EAST LANSING, Mich. — Nate Stanley’s blooper-reel play summed up Iowa’s Saturday afternoon.
One second, the ball was in the Iowa quarterback’s hand as he prepared to launch it to an open receiver in the end zone. The next, it was somehow falling toward the grass near his feet, where Michigan State’s Joe Bachie happily scooped it up for a fumble recovery.
“No, I’ve never had that happen to me before,” Stanley said. “That’s something you have to deal with.”
Welcome to the Hawkeyes-Spartans rivalry, Nate — where tight games are the norm and weirdness always seems to prevail.
That means every mistake looms a little larger. And Stanley’s misfortune was compounded on Iowa’s next drive, when freshman wide receiver Brandon Smith took a screen pass and headed down his sideline with the ball not secured. Josiah Scott jarred it loose, Chris Frey pounced on it and the Hawkeyes were denied again in Spartan territory.
Michigan State won 17-10 at Spartan Stadium, holding the Hawkeyes to 231 yards. But Iowa gained 102 of those on two promising third-quarter drives that ended with turnovers by young players.
Stanley, a sophomore in his first year as a starter, has thrown 12 touchdowns against only one interception. But he has shown a tendency to put the ball on the turf, and that bit him at the worst possible time Saturday.
“It looked like a freak play, from where I was standing watching the replay,” Iowa coach Kirk Ferentz said of Stanley’s fumble at the Michigan State 7-yard line. “Tough opportunity there. But you’ve got to play through those things.”
The problem is, Iowa isn’t equipped to play through such things at the moment. Its running game is stuck in neutral, producing only 19 yards Saturday.
The passing game moves in fits and starts, but not effectively enough to go it alone.
Stanley’s 16 completions averaged 12.3 yards. But he also threw 15 incomplete passes. Iowa generated only 11 first downs, nine through the air. It converted a mere four third downs in 14 tries.
The Hawkeye defense, after surrendering a too-easy opening touchdown to the Spartans, played well enough to win. They kept giving the offense chances, 11 in all. Squandering two of them with fumbles was too much to overcome.
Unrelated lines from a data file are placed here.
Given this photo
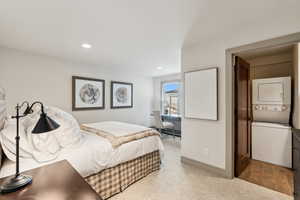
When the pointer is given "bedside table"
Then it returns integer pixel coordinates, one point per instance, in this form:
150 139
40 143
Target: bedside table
57 181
“We wish it wouldn’t happen but it did,” Stanley said. “And we have to learn from it.”
Smith’s turnover was a case of a rookie “trying to do a little bit too much,” Ferentz said, likening it to fellow freshman Ihmir Smith-Marsette’s fumble on his first career touch in Week 1.
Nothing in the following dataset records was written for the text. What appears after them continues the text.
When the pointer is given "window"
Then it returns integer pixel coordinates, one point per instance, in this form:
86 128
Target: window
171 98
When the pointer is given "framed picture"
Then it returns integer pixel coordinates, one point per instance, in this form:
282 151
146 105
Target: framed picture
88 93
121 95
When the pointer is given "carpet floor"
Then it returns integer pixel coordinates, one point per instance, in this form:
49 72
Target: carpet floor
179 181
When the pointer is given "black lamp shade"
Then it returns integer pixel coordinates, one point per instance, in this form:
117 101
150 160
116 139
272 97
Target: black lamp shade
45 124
“He’s going to have to grow through that and hopefully be better the next time at it,” Ferentz said.
Wide receiver Matt VandeBerg, a senior leader, went over to Smith to keep his spirits up.
“But now we’ll go back and look and see if there’s something he could have changed about that and move on,” VandeBerg said.
Stanley and Smith figure to be integral parts of Iowa’s offense for years to come. Their mistakes certainly weren’t the only reason the Hawkeyes lost. But their maturation needs to accelerate if Iowa is going to reach its potential this year. The team plays in too many tight games to tolerate errors.
“We just need to stay positive as a team and go on to the next game,” freshman tight end T.J. Hockenson said after a career-high 46 receiving yards. “It’s tough, but we need to do it.”
The next game is an 11 a.m. homecoming matchup against lowly Illinois on Saturday. There should be no way Iowa loses that one … if it holds on to the ball.